Welcome to the weird world of Sandman. What we’re doing is a series of short stories for four or five issues here; I’ve finished the Doll’s House storyline, and there was a while towards the end of the storyline when I just couldn’t take it any more - partly because I’d keep getting new ideas for stories and be unable to get them in, and also because I wanted to do a few totally self-contained stories that I could get over with in 24 pages: the worry that I didn’t have a clue how Doll’s House was going to end (which I didn’t, until I got through Sandman 15) was getting pretty nerve-wracking. This is the first of them…

Next up is A Dream of a Thousand Cats; Gaiman himself is a confirmed cat-lover (see his journal for tales of Fred the Unlucky Black Cat). My personal reaction is that this is the weakest of the four tales in the collection, although comic-reading Cat People around the world are sure to disagree with me (and that doesn’t mean I don’t think it’s a good story). It tells of cats envisaging the end of a world where they are enslaved by humans and where, as some of our oldest myths and legends suggest, they are gods and goddesses again. Their method of doing this is through dream, thus tapping in to one of the most fundamental themes of the whole series. Maybe it makes me a bad, cynical person that, on re-reading this, I thought: “Aha! So that’s where Russell T Davies got his big season finale idea from this time around!”

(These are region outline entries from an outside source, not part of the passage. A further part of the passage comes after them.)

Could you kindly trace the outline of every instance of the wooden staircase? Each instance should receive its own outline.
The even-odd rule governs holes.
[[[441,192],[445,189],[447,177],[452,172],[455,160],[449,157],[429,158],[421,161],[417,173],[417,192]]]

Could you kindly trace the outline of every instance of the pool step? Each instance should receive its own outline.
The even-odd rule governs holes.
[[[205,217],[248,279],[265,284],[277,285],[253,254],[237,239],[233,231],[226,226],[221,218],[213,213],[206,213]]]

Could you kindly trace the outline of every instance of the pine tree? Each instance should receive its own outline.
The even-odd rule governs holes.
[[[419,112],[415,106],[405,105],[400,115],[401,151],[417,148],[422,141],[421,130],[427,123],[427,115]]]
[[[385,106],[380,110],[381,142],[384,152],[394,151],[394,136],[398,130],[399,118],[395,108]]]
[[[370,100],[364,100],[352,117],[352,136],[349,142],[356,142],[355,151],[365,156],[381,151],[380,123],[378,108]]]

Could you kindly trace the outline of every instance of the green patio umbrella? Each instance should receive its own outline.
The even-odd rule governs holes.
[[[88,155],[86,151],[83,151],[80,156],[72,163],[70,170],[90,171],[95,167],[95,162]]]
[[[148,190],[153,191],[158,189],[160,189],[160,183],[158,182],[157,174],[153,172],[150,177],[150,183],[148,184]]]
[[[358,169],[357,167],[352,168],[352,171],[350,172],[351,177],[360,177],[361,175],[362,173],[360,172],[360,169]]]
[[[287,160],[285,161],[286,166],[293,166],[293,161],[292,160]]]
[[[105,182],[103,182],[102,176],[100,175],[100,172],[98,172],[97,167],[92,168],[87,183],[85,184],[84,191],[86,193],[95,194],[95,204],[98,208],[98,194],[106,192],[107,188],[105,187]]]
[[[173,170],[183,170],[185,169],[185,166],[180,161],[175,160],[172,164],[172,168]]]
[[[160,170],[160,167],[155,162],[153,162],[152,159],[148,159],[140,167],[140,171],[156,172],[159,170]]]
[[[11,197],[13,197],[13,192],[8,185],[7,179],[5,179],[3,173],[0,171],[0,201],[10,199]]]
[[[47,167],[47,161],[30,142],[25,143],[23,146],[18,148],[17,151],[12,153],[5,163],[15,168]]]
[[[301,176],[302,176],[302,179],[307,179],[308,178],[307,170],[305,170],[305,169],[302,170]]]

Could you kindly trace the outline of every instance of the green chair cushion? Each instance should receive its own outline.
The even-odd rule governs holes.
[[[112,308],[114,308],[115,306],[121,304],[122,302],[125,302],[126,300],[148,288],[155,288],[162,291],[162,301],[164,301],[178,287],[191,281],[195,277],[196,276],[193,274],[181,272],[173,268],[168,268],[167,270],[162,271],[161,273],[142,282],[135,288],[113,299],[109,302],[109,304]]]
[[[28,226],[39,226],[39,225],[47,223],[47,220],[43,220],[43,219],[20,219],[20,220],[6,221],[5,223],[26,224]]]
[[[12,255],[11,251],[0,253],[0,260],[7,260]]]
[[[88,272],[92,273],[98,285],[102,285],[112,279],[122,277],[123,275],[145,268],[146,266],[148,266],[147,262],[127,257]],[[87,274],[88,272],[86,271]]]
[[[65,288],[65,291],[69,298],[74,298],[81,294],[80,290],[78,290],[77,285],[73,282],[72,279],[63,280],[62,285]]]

The third story is masterful and the one that has made this collection famous. A Midsummer Night’s Dream is a reworking of Shakespeare’s play that manages to explain where he got his inspiration and how his stories still manage to resonate with readers 400 years after they were written, as well as hinting at the fate of his son Hamnet, who died in 1596 aged 11. It is famous for winning a World Fantasy Award for Short Fiction only to see the rules changed so no other comic book or graphic novel could follow in its footsteps. This is an amazing piece of work for the ease in which it manages to incorporate so many strands of myth, fantasy, folklore, humour and narrative into a few short comic pages. Also for the sense it gives you that this is somehow the right explanation for the genesis of the play. In fact the hobgoblin Robin Goodfellow (”Merry wanderer of the night? I am that giggling, dangerous, totally bloody psychotic menace to life and limb, more like it”) says: “This is magnificent, and it is true! It never happened; yet it is still true. What magic art is this?” I couldn’t put it better myself.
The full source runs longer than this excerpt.